Ah, the best we’ll ever know

These golden light years

As good as that last Radiohead record sounded piped through your headphones, or the way Beats by Dre turns your head into a stadium giveaway when the bass amplification takes over, the best albums beg for speakers and space, people and places. Fill the room.

The latest from The Walkmen, Heaven (Fat Possum), wants so desperately to resonate off your walls. It’s the exultant third album in a trilogy that began with 2008’s seminal You & Me and continued with 2010’s Lisbon. On their first three full-lengths, Everyone Who Pretended To Like Me Is Gone, Bows + Arrows, and A Hundred Miles Off, the NY band rambled and jangled like downtown drinkers, trading in equal parts arrogance and romantic commiseration.
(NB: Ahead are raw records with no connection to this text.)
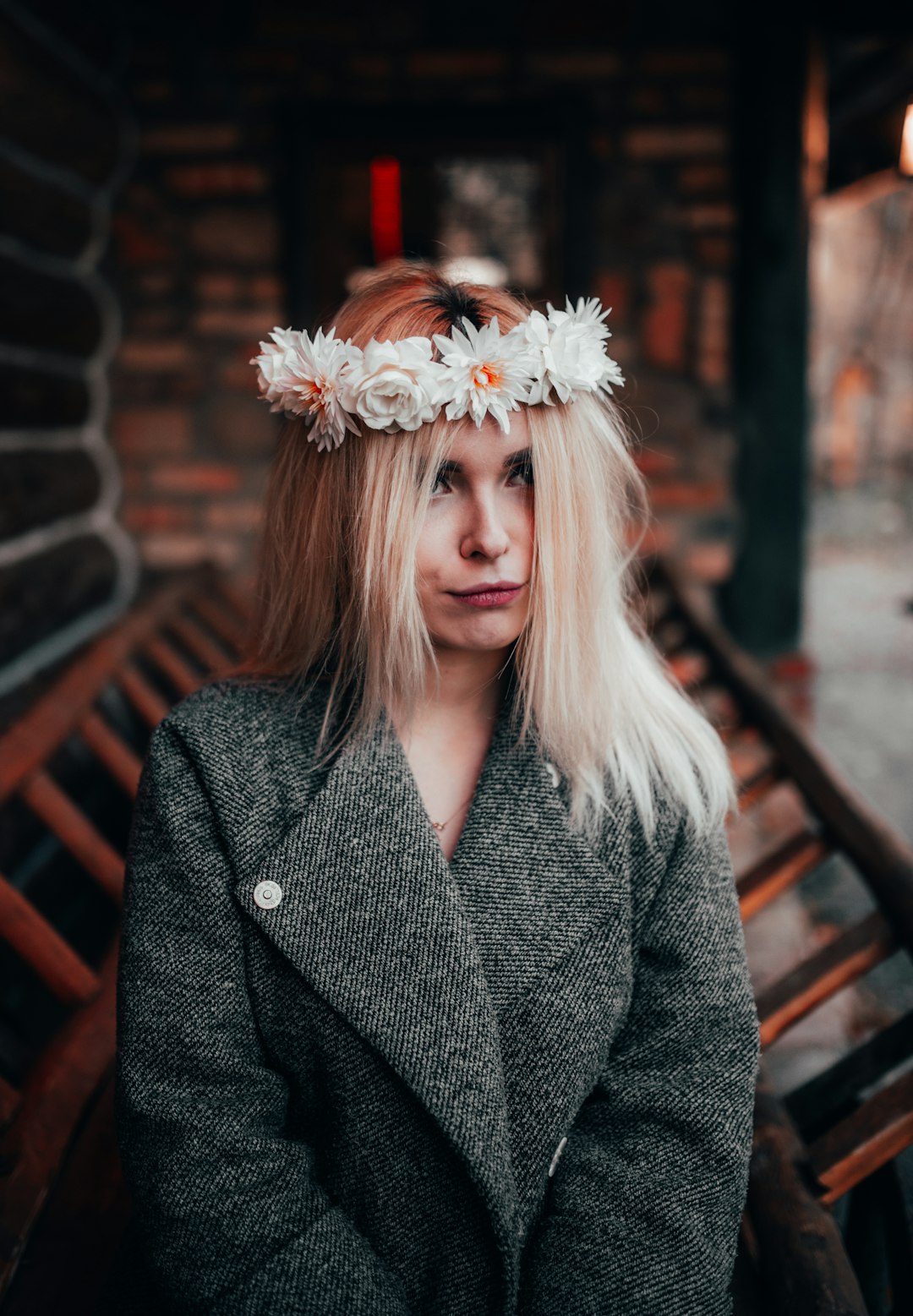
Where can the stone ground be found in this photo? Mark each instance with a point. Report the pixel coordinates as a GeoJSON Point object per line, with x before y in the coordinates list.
{"type": "Point", "coordinates": [858, 704]}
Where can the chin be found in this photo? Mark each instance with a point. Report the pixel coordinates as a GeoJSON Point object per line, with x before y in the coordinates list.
{"type": "Point", "coordinates": [483, 638]}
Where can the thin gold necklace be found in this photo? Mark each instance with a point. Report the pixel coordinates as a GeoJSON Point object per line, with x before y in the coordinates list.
{"type": "Point", "coordinates": [440, 827]}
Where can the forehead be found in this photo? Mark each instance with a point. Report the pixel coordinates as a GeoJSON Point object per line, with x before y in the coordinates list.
{"type": "Point", "coordinates": [480, 448]}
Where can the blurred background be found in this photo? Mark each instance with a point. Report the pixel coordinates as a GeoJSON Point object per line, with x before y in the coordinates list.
{"type": "Point", "coordinates": [735, 184]}
{"type": "Point", "coordinates": [175, 181]}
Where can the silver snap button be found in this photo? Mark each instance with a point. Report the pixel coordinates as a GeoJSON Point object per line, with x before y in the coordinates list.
{"type": "Point", "coordinates": [267, 895]}
{"type": "Point", "coordinates": [554, 1160]}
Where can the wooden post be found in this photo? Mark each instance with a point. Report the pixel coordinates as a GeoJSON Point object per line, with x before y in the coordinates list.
{"type": "Point", "coordinates": [761, 603]}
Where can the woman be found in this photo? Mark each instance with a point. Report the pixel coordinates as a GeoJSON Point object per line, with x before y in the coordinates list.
{"type": "Point", "coordinates": [433, 991]}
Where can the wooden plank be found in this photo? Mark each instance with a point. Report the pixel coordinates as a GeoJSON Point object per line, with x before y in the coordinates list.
{"type": "Point", "coordinates": [220, 621]}
{"type": "Point", "coordinates": [44, 949]}
{"type": "Point", "coordinates": [801, 1259]}
{"type": "Point", "coordinates": [238, 598]}
{"type": "Point", "coordinates": [759, 786]}
{"type": "Point", "coordinates": [825, 1098]}
{"type": "Point", "coordinates": [53, 1101]}
{"type": "Point", "coordinates": [112, 751]}
{"type": "Point", "coordinates": [791, 861]}
{"type": "Point", "coordinates": [820, 977]}
{"type": "Point", "coordinates": [879, 1131]}
{"type": "Point", "coordinates": [167, 658]}
{"type": "Point", "coordinates": [32, 740]}
{"type": "Point", "coordinates": [75, 831]}
{"type": "Point", "coordinates": [145, 701]}
{"type": "Point", "coordinates": [195, 638]}
{"type": "Point", "coordinates": [74, 1242]}
{"type": "Point", "coordinates": [9, 1100]}
{"type": "Point", "coordinates": [880, 853]}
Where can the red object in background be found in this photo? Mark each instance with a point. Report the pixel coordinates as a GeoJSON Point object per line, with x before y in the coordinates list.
{"type": "Point", "coordinates": [385, 208]}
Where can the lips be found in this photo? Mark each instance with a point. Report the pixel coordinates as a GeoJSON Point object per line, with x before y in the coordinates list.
{"type": "Point", "coordinates": [496, 587]}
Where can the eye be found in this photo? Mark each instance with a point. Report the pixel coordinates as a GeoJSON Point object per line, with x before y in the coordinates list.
{"type": "Point", "coordinates": [524, 470]}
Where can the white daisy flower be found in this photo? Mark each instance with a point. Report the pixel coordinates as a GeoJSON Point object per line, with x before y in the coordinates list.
{"type": "Point", "coordinates": [303, 377]}
{"type": "Point", "coordinates": [394, 385]}
{"type": "Point", "coordinates": [577, 350]}
{"type": "Point", "coordinates": [486, 373]}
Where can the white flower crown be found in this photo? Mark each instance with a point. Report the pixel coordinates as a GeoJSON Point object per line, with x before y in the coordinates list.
{"type": "Point", "coordinates": [397, 385]}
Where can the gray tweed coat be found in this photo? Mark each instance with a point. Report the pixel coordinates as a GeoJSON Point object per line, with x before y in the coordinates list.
{"type": "Point", "coordinates": [515, 1084]}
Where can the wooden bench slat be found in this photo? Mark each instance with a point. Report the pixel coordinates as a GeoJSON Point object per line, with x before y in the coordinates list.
{"type": "Point", "coordinates": [44, 949]}
{"type": "Point", "coordinates": [880, 1129]}
{"type": "Point", "coordinates": [53, 1101]}
{"type": "Point", "coordinates": [75, 831]}
{"type": "Point", "coordinates": [803, 1261]}
{"type": "Point", "coordinates": [30, 741]}
{"type": "Point", "coordinates": [112, 751]}
{"type": "Point", "coordinates": [820, 1100]}
{"type": "Point", "coordinates": [198, 642]}
{"type": "Point", "coordinates": [820, 977]}
{"type": "Point", "coordinates": [219, 620]}
{"type": "Point", "coordinates": [759, 787]}
{"type": "Point", "coordinates": [877, 848]}
{"type": "Point", "coordinates": [167, 658]}
{"type": "Point", "coordinates": [791, 861]}
{"type": "Point", "coordinates": [145, 701]}
{"type": "Point", "coordinates": [9, 1101]}
{"type": "Point", "coordinates": [238, 602]}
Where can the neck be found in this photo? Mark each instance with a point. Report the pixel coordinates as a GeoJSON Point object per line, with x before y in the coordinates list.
{"type": "Point", "coordinates": [471, 687]}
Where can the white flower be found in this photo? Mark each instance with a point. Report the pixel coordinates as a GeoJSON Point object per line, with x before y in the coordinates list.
{"type": "Point", "coordinates": [394, 385]}
{"type": "Point", "coordinates": [570, 347]}
{"type": "Point", "coordinates": [484, 371]}
{"type": "Point", "coordinates": [303, 375]}
{"type": "Point", "coordinates": [274, 371]}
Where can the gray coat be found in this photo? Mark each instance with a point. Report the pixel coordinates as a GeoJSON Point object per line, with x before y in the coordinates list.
{"type": "Point", "coordinates": [515, 1084]}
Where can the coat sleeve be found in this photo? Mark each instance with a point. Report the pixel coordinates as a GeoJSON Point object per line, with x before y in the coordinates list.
{"type": "Point", "coordinates": [231, 1215]}
{"type": "Point", "coordinates": [643, 1209]}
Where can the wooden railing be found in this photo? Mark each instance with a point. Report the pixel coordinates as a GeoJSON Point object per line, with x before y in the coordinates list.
{"type": "Point", "coordinates": [845, 1128]}
{"type": "Point", "coordinates": [62, 1203]}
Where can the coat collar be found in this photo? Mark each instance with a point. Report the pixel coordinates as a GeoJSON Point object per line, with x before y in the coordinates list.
{"type": "Point", "coordinates": [376, 920]}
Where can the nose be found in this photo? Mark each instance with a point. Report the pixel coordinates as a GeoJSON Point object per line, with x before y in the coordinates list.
{"type": "Point", "coordinates": [484, 532]}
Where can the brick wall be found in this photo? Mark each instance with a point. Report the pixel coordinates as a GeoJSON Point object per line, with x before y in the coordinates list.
{"type": "Point", "coordinates": [198, 240]}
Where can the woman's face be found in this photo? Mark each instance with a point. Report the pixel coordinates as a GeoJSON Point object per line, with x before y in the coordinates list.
{"type": "Point", "coordinates": [478, 533]}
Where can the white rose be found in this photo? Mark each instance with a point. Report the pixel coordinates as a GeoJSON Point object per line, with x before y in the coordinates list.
{"type": "Point", "coordinates": [276, 368]}
{"type": "Point", "coordinates": [394, 385]}
{"type": "Point", "coordinates": [577, 356]}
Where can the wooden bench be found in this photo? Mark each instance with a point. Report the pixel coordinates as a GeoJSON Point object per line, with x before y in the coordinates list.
{"type": "Point", "coordinates": [68, 772]}
{"type": "Point", "coordinates": [839, 1133]}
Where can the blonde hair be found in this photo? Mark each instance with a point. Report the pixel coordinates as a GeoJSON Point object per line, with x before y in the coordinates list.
{"type": "Point", "coordinates": [337, 592]}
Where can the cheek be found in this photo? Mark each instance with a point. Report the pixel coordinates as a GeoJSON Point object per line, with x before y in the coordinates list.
{"type": "Point", "coordinates": [435, 546]}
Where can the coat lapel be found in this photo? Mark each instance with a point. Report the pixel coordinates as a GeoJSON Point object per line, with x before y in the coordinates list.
{"type": "Point", "coordinates": [383, 928]}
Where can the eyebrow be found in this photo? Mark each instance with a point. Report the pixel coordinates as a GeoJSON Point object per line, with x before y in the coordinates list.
{"type": "Point", "coordinates": [508, 461]}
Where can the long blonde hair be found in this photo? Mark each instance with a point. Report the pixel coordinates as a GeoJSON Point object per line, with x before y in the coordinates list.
{"type": "Point", "coordinates": [337, 593]}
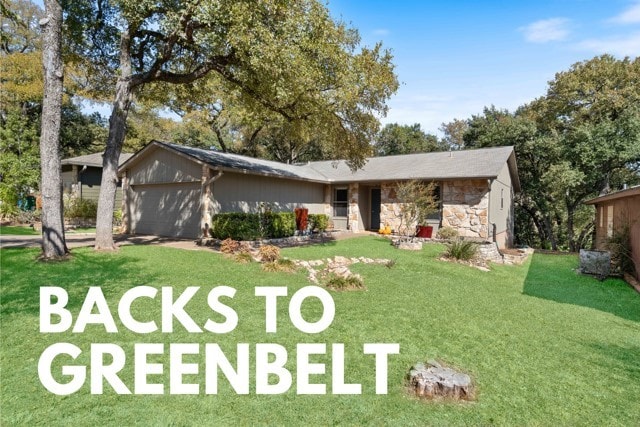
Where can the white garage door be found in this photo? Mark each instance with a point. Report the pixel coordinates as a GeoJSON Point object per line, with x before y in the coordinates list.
{"type": "Point", "coordinates": [166, 210]}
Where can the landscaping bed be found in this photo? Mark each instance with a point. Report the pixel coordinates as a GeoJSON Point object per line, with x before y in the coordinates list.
{"type": "Point", "coordinates": [543, 345]}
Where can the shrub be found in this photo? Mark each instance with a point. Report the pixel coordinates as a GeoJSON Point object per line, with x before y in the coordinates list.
{"type": "Point", "coordinates": [284, 265]}
{"type": "Point", "coordinates": [462, 250]}
{"type": "Point", "coordinates": [248, 226]}
{"type": "Point", "coordinates": [302, 218]}
{"type": "Point", "coordinates": [282, 224]}
{"type": "Point", "coordinates": [269, 253]}
{"type": "Point", "coordinates": [80, 208]}
{"type": "Point", "coordinates": [243, 257]}
{"type": "Point", "coordinates": [619, 244]}
{"type": "Point", "coordinates": [319, 222]}
{"type": "Point", "coordinates": [229, 246]}
{"type": "Point", "coordinates": [338, 283]}
{"type": "Point", "coordinates": [447, 233]}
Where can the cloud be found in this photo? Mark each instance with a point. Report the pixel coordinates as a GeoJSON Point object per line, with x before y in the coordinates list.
{"type": "Point", "coordinates": [629, 16]}
{"type": "Point", "coordinates": [381, 32]}
{"type": "Point", "coordinates": [546, 30]}
{"type": "Point", "coordinates": [619, 46]}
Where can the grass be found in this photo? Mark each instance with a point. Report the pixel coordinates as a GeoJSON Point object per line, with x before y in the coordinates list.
{"type": "Point", "coordinates": [17, 230]}
{"type": "Point", "coordinates": [545, 346]}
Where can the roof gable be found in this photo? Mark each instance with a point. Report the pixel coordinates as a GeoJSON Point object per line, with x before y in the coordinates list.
{"type": "Point", "coordinates": [483, 163]}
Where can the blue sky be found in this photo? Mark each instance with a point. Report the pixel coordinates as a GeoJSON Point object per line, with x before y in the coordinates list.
{"type": "Point", "coordinates": [455, 57]}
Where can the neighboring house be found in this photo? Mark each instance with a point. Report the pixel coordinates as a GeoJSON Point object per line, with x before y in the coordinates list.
{"type": "Point", "coordinates": [614, 211]}
{"type": "Point", "coordinates": [82, 176]}
{"type": "Point", "coordinates": [173, 190]}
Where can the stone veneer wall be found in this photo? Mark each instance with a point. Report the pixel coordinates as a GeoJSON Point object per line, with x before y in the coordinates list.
{"type": "Point", "coordinates": [465, 207]}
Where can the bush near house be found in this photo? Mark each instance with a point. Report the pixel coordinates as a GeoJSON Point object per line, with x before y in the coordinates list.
{"type": "Point", "coordinates": [319, 222]}
{"type": "Point", "coordinates": [250, 226]}
{"type": "Point", "coordinates": [76, 208]}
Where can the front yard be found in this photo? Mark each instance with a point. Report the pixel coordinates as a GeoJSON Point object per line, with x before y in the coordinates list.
{"type": "Point", "coordinates": [542, 344]}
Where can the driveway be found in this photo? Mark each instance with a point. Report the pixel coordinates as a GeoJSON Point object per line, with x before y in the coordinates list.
{"type": "Point", "coordinates": [76, 240]}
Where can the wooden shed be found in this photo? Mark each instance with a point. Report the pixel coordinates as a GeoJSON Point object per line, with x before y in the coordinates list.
{"type": "Point", "coordinates": [617, 210]}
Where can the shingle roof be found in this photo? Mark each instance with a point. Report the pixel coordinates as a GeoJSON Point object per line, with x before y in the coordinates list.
{"type": "Point", "coordinates": [467, 164]}
{"type": "Point", "coordinates": [94, 159]}
{"type": "Point", "coordinates": [627, 192]}
{"type": "Point", "coordinates": [237, 162]}
{"type": "Point", "coordinates": [480, 163]}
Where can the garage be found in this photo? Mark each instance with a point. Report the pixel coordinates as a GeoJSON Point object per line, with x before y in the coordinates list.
{"type": "Point", "coordinates": [171, 209]}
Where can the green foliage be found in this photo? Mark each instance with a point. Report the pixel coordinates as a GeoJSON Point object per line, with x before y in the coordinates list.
{"type": "Point", "coordinates": [447, 233]}
{"type": "Point", "coordinates": [253, 226]}
{"type": "Point", "coordinates": [396, 139]}
{"type": "Point", "coordinates": [279, 265]}
{"type": "Point", "coordinates": [619, 244]}
{"type": "Point", "coordinates": [463, 250]}
{"type": "Point", "coordinates": [229, 246]}
{"type": "Point", "coordinates": [19, 158]}
{"type": "Point", "coordinates": [595, 322]}
{"type": "Point", "coordinates": [243, 257]}
{"type": "Point", "coordinates": [77, 208]}
{"type": "Point", "coordinates": [319, 222]}
{"type": "Point", "coordinates": [339, 283]}
{"type": "Point", "coordinates": [269, 253]}
{"type": "Point", "coordinates": [581, 139]}
{"type": "Point", "coordinates": [117, 217]}
{"type": "Point", "coordinates": [417, 201]}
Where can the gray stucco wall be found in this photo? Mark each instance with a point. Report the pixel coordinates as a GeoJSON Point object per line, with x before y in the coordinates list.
{"type": "Point", "coordinates": [236, 192]}
{"type": "Point", "coordinates": [501, 207]}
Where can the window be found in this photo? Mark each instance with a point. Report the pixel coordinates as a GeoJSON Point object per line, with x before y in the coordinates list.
{"type": "Point", "coordinates": [436, 215]}
{"type": "Point", "coordinates": [601, 216]}
{"type": "Point", "coordinates": [340, 201]}
{"type": "Point", "coordinates": [609, 220]}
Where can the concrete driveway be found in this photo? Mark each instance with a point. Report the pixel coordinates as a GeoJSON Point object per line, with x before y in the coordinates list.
{"type": "Point", "coordinates": [76, 240]}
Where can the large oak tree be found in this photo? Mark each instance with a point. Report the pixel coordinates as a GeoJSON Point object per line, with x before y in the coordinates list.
{"type": "Point", "coordinates": [286, 56]}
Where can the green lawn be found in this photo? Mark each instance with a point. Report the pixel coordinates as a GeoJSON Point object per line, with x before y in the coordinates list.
{"type": "Point", "coordinates": [544, 345]}
{"type": "Point", "coordinates": [17, 230]}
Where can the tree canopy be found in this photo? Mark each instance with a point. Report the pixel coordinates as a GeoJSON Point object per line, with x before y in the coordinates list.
{"type": "Point", "coordinates": [579, 140]}
{"type": "Point", "coordinates": [396, 139]}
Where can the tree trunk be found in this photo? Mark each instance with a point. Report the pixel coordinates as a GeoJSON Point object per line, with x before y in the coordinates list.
{"type": "Point", "coordinates": [53, 241]}
{"type": "Point", "coordinates": [117, 131]}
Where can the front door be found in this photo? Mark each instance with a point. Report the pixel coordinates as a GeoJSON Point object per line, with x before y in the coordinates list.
{"type": "Point", "coordinates": [375, 208]}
At times they were brilliant (most notably on “We’ve Been Had,” “The Rat,” and “Little House of Savages”), and elsewhere they were raw and unkempt, honing their craft in preparation for this trio of brilliant records.

You & Me‘s beautiful sadness, its heart-rending yearning, is buoyed by an unmistakeable optimism. “In the New Year” dries tears and hugs you around the shoulders. Lisbon is plaintiff searching and life-affirming wandering, even whilst “Stranded” and starry-eyed, on either coast or under foreign skies. Heaven is our reward. Echoes from the prior records remain, but these songs release joy, the way t-shirt weather evenings after days of too much sun have a way of detoxifying tension, anxiety, and any shreds of sadness. Clear the floor, and roll down your car windows. And if you haven’t seen the best live act going right now, find tickets to a Walkmen show this year. There will be no better way to experience the room-filling power of this record — easily the best this year has to offer (and probably the best album of the last two years) — than to be in the same room as the performers.

It almost makes me not to want to link their first single, the title track, here, knowing how much is lost through tinny computer speakers or buffered compression. Promise to listen for real, won’t you? Especially since, as Lazybear predicts, this little tune will be Team USA’s triumphant theme song for this year’s summer games.

As long as you have the stereo cranked and the neighbors over (or pissed off), here are two more recent releases with big sounds and ringing guitars that fill the room, fill your heart, and spill out into the avenues.

Adam Olenius of Shout Out Louds and Markus Krunegård of Laasko form Swedepop magic as We Are Serenades, and their collaborative effort, Criminal Heaven (Cherrytree Records), strikes a balance between orchestral exuberance and delicate Nordic whimsy. “Birds,” the first single, reminds us how much Swedish bands love it when their audience sings along.

With both Bethany Cosentino and Frankie Rose venturing into slightly different musical territory this year, it’s nice that we have Vivian Girl Katy Goodman around to keep the female-fronted fuzzy-dreampop mojo moving. Sees the Light, the second record from her solo project, La Sera, is equal parts 60’s spunk and 70’s punk.